## Installing dependencies

In [None]:
%%capture
!pip install 'instructlab[cuda]' \
   -C cmake.args="-DLLAMA_CUDA=on" \
   -C cmake.args="-DLLAMA_NATIVE=off"
!pip install vllm

## Defining working directory

In [None]:
WORKSPACE = "/workspace"

## Taxonomy

Now I need to clone the taxonomy repository:

docs: https://docs.instructlab.ai/taxonomy/

In [None]:
# Remove existing taxonomy folder if exists
!rm -rf {WORKSPACE}/taxonomy

# Cloning the taxonomy repository
!git clone https://github.com/instructlab/taxonomy.git {WORKSPACE}/taxonomy

## Initialize the instructlab

Now I need to initialize the **instructlab**. Remember to get the taxonomy cloned repository absolut path - in my case, it is `/content/taxonomy`.

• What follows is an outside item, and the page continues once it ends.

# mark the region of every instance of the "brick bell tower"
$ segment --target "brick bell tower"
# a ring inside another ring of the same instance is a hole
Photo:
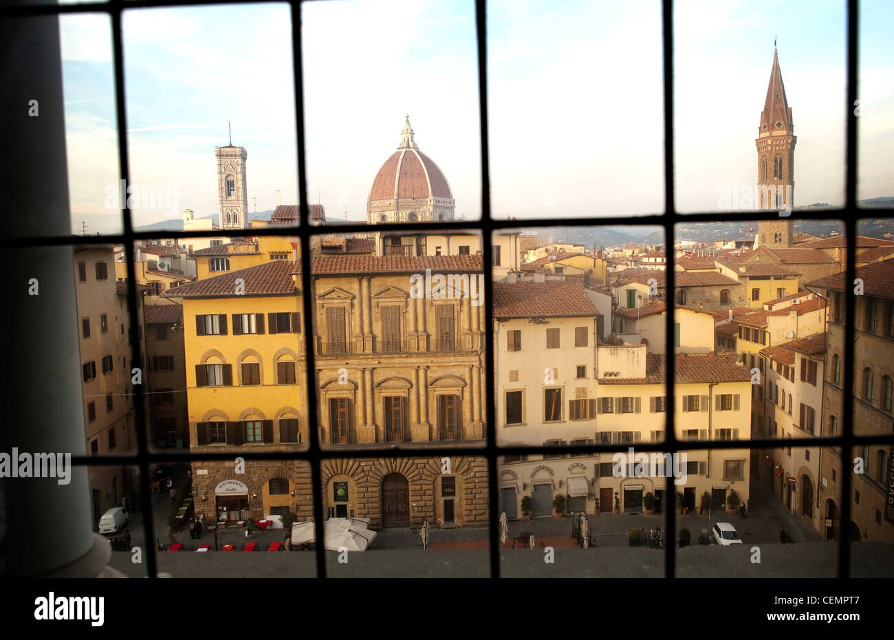
[[[767,97],[761,112],[757,139],[757,184],[759,208],[787,209],[790,212],[795,194],[795,125],[791,107],[782,84],[776,42],[773,66],[770,72]],[[791,247],[794,244],[791,220],[761,221],[757,224],[757,246]]]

Note: If yout are in Jupyter notebook you will not be able to interact with the output. If so, run the next command in the terminal.

In [None]:
!ilab config init \
    --taxonomy-path {WORKSPACE}/taxonomy \
    --non-interactive

## Download the models

In this case we will be using unsloth Llama 3.2.

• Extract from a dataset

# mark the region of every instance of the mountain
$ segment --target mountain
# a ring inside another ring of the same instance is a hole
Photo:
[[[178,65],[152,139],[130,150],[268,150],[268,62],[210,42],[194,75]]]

Note: It will need the `HF_TOKEN` in the environment.

In [None]:
# Download with safetensors
!ilab model download \
--repository instructlab/merlinite-7b-lab

## Synthetic Data

Lets clone the minimodel repository.

I've created inside the minimodel repo the `knowledge/taxonomy` folder with `minima_qna.yaml` following the knowledge template provided by the `taxonomy` repository.

The `minima_qna.yaml` file contains the questions and answers extracted from the minima whitepaper and brand
 guidelines.

In [None]:
import os

# Add GitHub access token
github_token = os.getenv("GITHUB_TOKEN")
!git config --global url."https://{github_token}@github.com/".insteadOf https://github.com/

# Remove any existing minim
!rm -rf {WORKSPACE}/minimodel

# Clone the minimodel repository
!git clone -b feat/translating-knowledge --single-branch https://github.com/akio-code/minimodel.git {WORKSPACE}/minimodel

### Copying the minima taxonomy

Now we need to copy the `minima_qna.yaml` and `attribution.txt` to the **taxonomy** repository. It will be use to generate the data with the instructlab.

In [None]:
# Create the destination folder
!mkdir -p {WORKSPACE}/taxonomy/knowledge/business

# Copy from minimodel
!cp {WORKSPACE}/minimodel/knowledge/taxonomy/minima_qna.yaml {WORKSPACE}/taxonomy/knowledge/business/qna.yaml
!cp {WORKSPACE}/minimodel/knowledge/taxonomy/attribution.txt {WORKSPACE}/taxonomy/knowledge/business/

Now I check if the taxonomy is valid:

In [None]:
!ilab taxonomy diff

## Generating the data

docs: https://docs.instructlab.ai/adding-data-to-model/creating_new_knowledge_or_skills/

In [None]:
# Remove existing datasets folder if exists
!rm -rf {WORKSPACE}/datasets

# Generating the synthetic data
!ilab data generate \
--taxonomy-path {WORKSPACE}/taxonomy \
--output-dir {WORKSPACE}/datasets \
--model /root/.cache/instructlab/models/instructlab/merlinite-7b-lab \
--pipeline simple \
--gpus 1